Quick question. I’m thinking of using Black Widow to help teach Dramatica and wanted to see if others who saw it agreed. Obviously, SPOILER WARNING.

spoilers hidden at Jim's request!

I thought the subjective throughlines (MC, IC, RS) in this film were all super strong – fun, touching, emotional, meaningful. You’ve got the superhero who left everyone behind, the assassin who’s still somehow a baby sister, the family that wasn’t real but maybe it was.

Then the OS felt tacked on. A cookie cutter “control the world” antagonist, and not much that made a lot of sense.

On top of the OS’s storytelling issues, I really feel like it was a story with Concerns in one quadrant (maybe top left*, despite being a Marvel movie) and threw in a bottom-left Obtaining OS. Did anyone else feel like this?

* The Past seems right for Natasha’s guilt over leaving everyone behind and what she did to get out (killing the daughter) – so trying to make up for past mistakes (and Universe fits her Avenger status). The sister influences through old times, old photos, memories. And the family relationship is all about how they all picture or imagine that relationship – do they conceptualize themselves as a real family, or at least having been a real family? Meanwhile the OS is only a “kill the badguy and help the widows escape” plot.

1 Like

Haven’t read this yet…is it worth watching?

Yes. It’s cool and funny with great characters, and my kids loved it.

If you’re still on the fence, there’s another reason to watch it, but I didn’t want to even hint at anything Dramatica wise for fear of confirmation bias. But let me know – I can be purposely vague.

Can you wrap the spoiler information in detail tags above? (the gear icon)

Without going into detail, this observation feels spot on and explains why the OS was the least interesting part of the movie.

1 Like

Done. You should probably avoid looking at anyone else’s posts too!

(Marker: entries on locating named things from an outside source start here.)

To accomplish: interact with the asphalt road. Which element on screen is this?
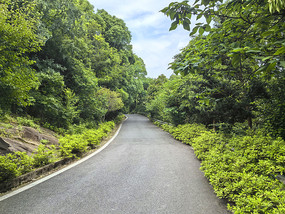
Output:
[0,115,228,214]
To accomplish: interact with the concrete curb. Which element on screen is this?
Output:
[0,158,75,193]
[0,117,128,197]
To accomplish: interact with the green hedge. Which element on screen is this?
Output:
[156,122,285,214]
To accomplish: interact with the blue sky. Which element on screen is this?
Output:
[89,0,190,78]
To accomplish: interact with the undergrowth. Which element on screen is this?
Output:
[155,122,285,214]
[0,118,118,183]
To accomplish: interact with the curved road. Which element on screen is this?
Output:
[0,115,228,214]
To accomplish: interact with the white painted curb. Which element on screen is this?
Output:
[0,117,128,201]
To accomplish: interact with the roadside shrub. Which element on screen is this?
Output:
[58,134,87,157]
[154,121,285,214]
[33,144,56,168]
[0,152,33,182]
[59,121,115,157]
[114,114,126,124]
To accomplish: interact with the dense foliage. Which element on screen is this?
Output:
[0,0,146,129]
[156,122,285,213]
[146,0,285,213]
[147,0,285,138]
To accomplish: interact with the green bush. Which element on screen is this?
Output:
[33,144,56,168]
[156,122,285,214]
[59,121,115,157]
[0,152,33,182]
[59,134,88,157]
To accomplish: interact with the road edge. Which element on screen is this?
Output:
[0,116,128,202]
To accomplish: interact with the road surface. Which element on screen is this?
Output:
[0,115,228,214]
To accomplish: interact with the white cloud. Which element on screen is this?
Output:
[89,0,190,77]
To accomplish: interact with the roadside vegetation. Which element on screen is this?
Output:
[0,0,148,186]
[146,0,285,214]
[0,0,285,214]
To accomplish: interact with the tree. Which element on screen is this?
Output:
[0,0,45,109]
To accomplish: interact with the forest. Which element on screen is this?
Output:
[0,0,285,213]
[0,0,146,129]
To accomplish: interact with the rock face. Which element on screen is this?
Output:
[0,127,58,155]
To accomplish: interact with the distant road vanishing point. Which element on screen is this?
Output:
[0,115,230,214]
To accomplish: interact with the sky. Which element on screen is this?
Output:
[89,0,190,78]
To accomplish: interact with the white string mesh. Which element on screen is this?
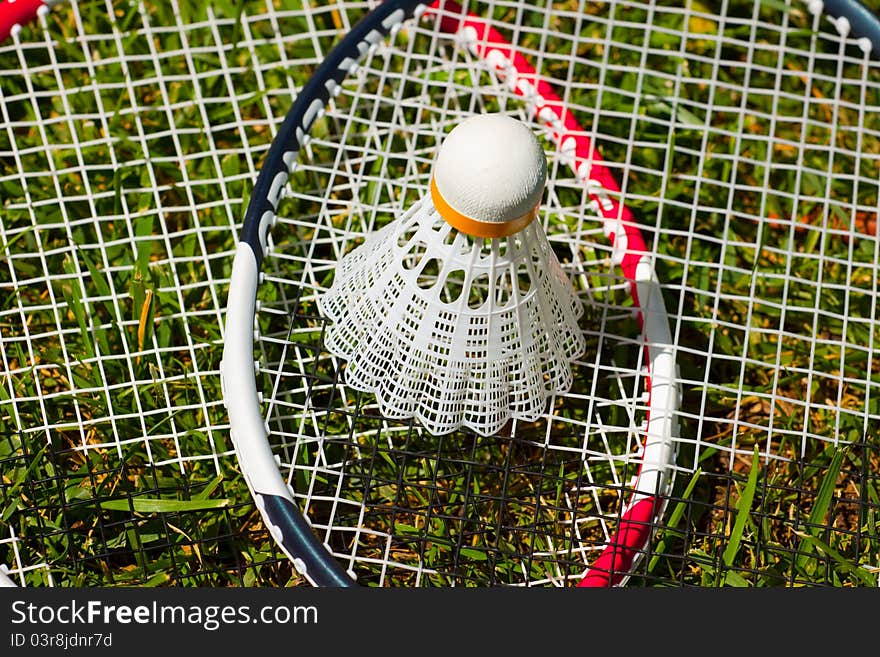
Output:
[0,1,880,585]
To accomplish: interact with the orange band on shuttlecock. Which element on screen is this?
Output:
[431,176,538,238]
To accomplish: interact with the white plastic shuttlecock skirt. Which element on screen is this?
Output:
[319,197,585,435]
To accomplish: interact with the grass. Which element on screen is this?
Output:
[0,2,880,586]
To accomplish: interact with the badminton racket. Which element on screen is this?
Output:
[0,2,878,586]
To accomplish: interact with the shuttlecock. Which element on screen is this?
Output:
[318,114,585,435]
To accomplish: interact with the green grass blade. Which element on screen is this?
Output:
[722,445,761,566]
[101,497,229,513]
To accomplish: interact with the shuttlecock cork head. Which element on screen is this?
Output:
[431,114,547,237]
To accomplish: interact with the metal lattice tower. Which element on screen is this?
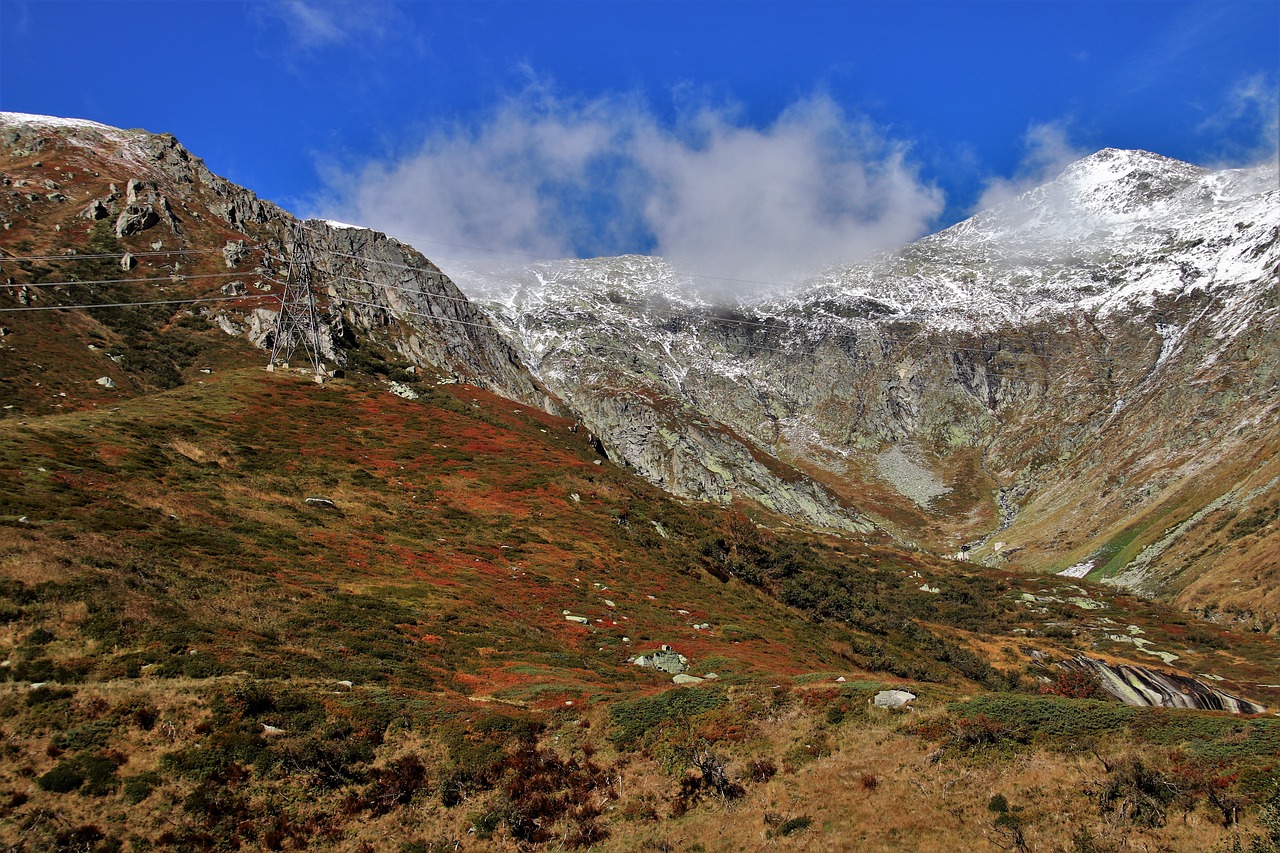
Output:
[266,222,324,382]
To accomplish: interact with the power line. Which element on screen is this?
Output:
[266,222,324,382]
[0,273,274,289]
[0,293,274,311]
[0,243,266,263]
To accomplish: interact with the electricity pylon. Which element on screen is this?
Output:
[266,222,324,382]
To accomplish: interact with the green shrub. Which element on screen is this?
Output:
[123,771,163,806]
[778,816,813,838]
[609,686,728,749]
[36,758,84,794]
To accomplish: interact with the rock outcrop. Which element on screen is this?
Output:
[1062,656,1266,713]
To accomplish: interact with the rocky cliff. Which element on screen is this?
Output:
[0,113,556,409]
[460,150,1280,622]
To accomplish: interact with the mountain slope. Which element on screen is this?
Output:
[0,113,554,412]
[460,150,1280,617]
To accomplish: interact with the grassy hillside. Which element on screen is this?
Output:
[0,369,1280,850]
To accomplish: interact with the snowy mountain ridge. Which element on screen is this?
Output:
[456,150,1280,614]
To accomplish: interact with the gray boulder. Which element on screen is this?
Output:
[115,205,160,237]
[872,690,915,708]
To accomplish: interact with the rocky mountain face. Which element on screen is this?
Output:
[0,113,556,409]
[0,114,1280,628]
[458,150,1280,625]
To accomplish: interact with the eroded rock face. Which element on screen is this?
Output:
[458,151,1280,604]
[0,113,557,410]
[1062,656,1266,713]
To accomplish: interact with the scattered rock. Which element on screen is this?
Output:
[872,690,915,708]
[223,240,248,269]
[388,382,417,400]
[631,647,689,675]
[115,205,160,237]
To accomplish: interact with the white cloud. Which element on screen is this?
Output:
[974,122,1091,213]
[317,86,942,289]
[1199,74,1280,165]
[267,0,402,51]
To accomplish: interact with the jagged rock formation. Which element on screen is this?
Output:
[0,113,557,409]
[458,150,1280,612]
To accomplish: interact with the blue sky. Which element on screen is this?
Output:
[0,0,1280,277]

Without giving anything away, I think this movie could be very helpful for teaching certain aspects of Dramatica.

I agree that the RS was much more compelling than the OS, but this is the structure of a romantic comedy as well, if I’m not mistaken. The RS gets front and center.

So here’s what I’d like to know. Is the OS Activity? There is action, yes, but it seemed to be more about manipulation.

If OS is “Obtaining,” that means RS is “Changing one’s nature” which doesn’t seem to sum up the RS tension.

On the other hand, RS might be tension over “Playing a Role,” in which case the “Action-OS” isn’t about obtaining as much as about “Doing: (Wisdom/Skill/Experience/Enlightenment)” which seem to be what the parents are dealing with on some level in their OS roles. If the Issue is “Enlightenment,” then the drug they have isn’t about Obtaining it as much as opening the minds of the widows with it. Keep enlightening.

That puts MC in “Situation: How Things are Changing” and IC in “Fixed Attitude: Impulsive,” which seems to fit their issues.